Instead, in this co-production in the Dorfman between Birmingham Repertory Theatre and the National Theatre, Alexander Zeldin has created the kind of drama that could literally create political havoc and change lives.

His 90-minute production takes place in the communal area of a council-run hostel for the homeless in the run-up to Christmas. However, rather than the drunks, junkies and down-and-outs that one typically pictures in such properties, the inhabitants on show are a broad cross-section of today's underclass.

Literally living at the centre is a family of almost five, given that Janet Etuk's Emma is due to give birth in three weeks' time. This gives hope to her partner, Luke Clarke as Dean, a perfectly respectable but unemployed man who feels sure that pregnancy will guarantee of immediate rehousing.
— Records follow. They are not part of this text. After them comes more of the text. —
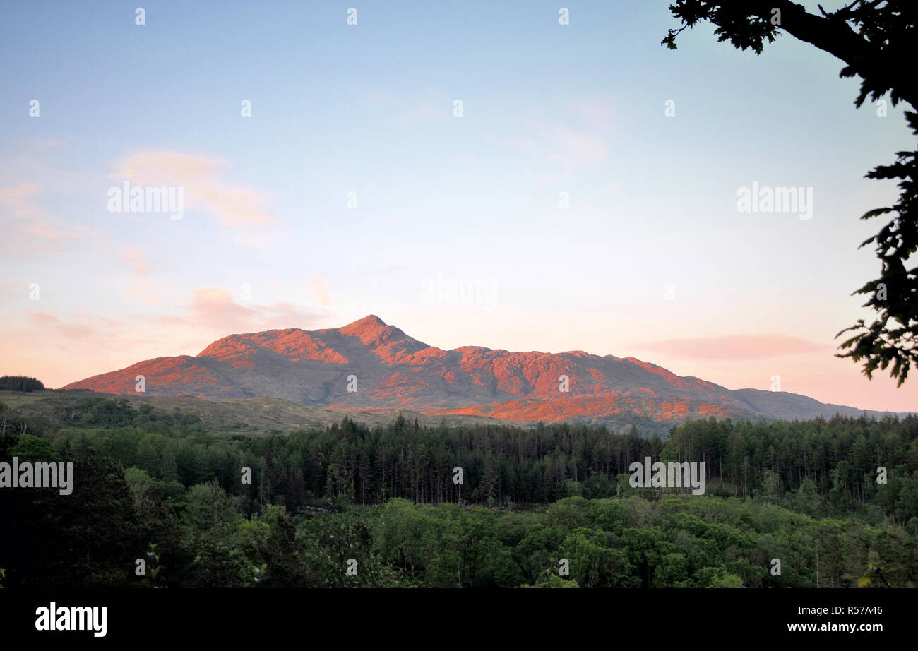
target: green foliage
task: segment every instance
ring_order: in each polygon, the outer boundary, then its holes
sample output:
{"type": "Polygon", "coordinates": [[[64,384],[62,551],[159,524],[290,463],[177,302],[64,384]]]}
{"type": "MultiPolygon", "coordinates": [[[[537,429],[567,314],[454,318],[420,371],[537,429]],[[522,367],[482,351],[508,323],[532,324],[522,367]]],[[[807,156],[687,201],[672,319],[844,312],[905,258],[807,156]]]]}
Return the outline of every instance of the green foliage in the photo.
{"type": "Polygon", "coordinates": [[[45,386],[40,380],[26,376],[0,376],[0,391],[41,391],[45,386]]]}
{"type": "Polygon", "coordinates": [[[205,432],[194,414],[141,415],[118,402],[94,412],[100,405],[74,419],[89,427],[64,418],[29,427],[40,436],[0,438],[0,460],[54,455],[75,474],[68,498],[0,491],[17,530],[0,537],[7,588],[918,580],[918,418],[710,420],[673,428],[666,441],[564,424],[369,429],[351,421],[230,439],[205,432]],[[94,420],[108,416],[129,424],[94,420]],[[719,489],[632,488],[628,466],[644,456],[704,461],[708,486],[719,489]],[[461,487],[452,481],[457,463],[461,487]],[[886,484],[876,482],[878,465],[886,484]],[[242,466],[252,484],[240,481],[242,466]],[[143,578],[134,573],[139,557],[143,578]],[[769,571],[773,558],[780,575],[769,571]],[[561,559],[570,576],[559,576],[561,559]]]}
{"type": "MultiPolygon", "coordinates": [[[[904,100],[912,108],[918,107],[918,84],[908,65],[918,36],[918,6],[912,0],[852,0],[834,12],[819,6],[821,16],[808,13],[790,0],[675,0],[669,9],[682,22],[663,39],[662,44],[671,50],[677,48],[679,32],[701,21],[716,27],[719,41],[729,40],[756,54],[766,42],[786,32],[845,62],[841,77],[860,77],[856,107],[868,97],[877,101],[887,93],[893,106],[904,100]]],[[[918,114],[905,111],[905,118],[918,136],[918,114]]],[[[898,180],[899,200],[861,217],[893,215],[877,235],[861,244],[874,245],[880,275],[855,294],[869,297],[863,307],[871,308],[877,316],[869,324],[858,320],[836,336],[854,332],[840,345],[845,352],[837,356],[850,357],[856,363],[863,360],[868,377],[878,368],[889,368],[890,376],[901,386],[912,365],[918,364],[918,267],[912,258],[918,252],[918,151],[899,152],[896,156],[892,164],[879,165],[867,177],[898,180]]]]}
In the meantime, the couple plus troubled Jason and angelic Paige, respectively Yonatan Pelé Roodner and Emily Beacock at the performance under review, are obliged to make do in the most straightened of circumstances. It will be hard for most viewers to imagine what their lives would be like if a trip to McDonald's were unaffordable and nutrition literally comes courtesy of a food bank.

Next door neighbour Colin, played by Nick Holder, is a Brummie who seems happy enough until stressed, at which point he practically collapses.
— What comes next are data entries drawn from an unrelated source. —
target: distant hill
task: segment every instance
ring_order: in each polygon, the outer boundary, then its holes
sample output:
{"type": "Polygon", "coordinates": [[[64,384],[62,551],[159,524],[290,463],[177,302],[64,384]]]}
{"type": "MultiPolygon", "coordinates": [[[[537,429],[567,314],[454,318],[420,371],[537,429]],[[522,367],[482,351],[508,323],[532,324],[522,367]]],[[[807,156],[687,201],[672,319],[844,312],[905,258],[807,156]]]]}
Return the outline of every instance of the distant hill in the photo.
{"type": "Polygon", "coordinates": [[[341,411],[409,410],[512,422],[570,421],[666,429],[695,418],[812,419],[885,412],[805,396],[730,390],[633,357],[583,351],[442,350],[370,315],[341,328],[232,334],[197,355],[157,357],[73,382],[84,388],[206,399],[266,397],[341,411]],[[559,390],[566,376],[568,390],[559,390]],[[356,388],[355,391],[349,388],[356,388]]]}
It doesn't help to have an elderly mother Barbara, who is losing control of all of her faculties, causing deep embarrassment and anger when her incontinence loses patience in the living area.

What makes this piece so difficult to comprehend in this day and age is the treatment meted out to these unfortunates by a variety of officious civil servants.

Emma knows her rights and these include an obligation for the council to move all residents out of accommodation of this type within six weeks. Colin understands reality, having spent the last 12 months cooped up in a tiny room with Mum.

To add colour but little character, the other two residents on show are respectively a Sudanese mother hoping to be reunited with her children before too long and a limping Syrian, whose backstory might well have provided even more drama to an evening already brimming over with it.

In the role of Barbara, Anna Calder-Marshall gives an astonishing performance that towers over even the efforts of a generally superb cast under the direction of the playwright. By the end of the performance, viewers will be rooting for dear old Barbara, as they hold back tears prior to what must be an inevitable standing ovation every night.

If ever a play was written to change society, Love is the one. It certainly doesn't make for easy or pleasant viewing, but no visitor could fail to be impressed by the quality of the writing, the sense that it is closely based on real-life experience and the efforts put in by the whole cast to ensure that audience members have an unforgettable, if gruelling, evening.

Love at the National Theatre until 10 January, 2017.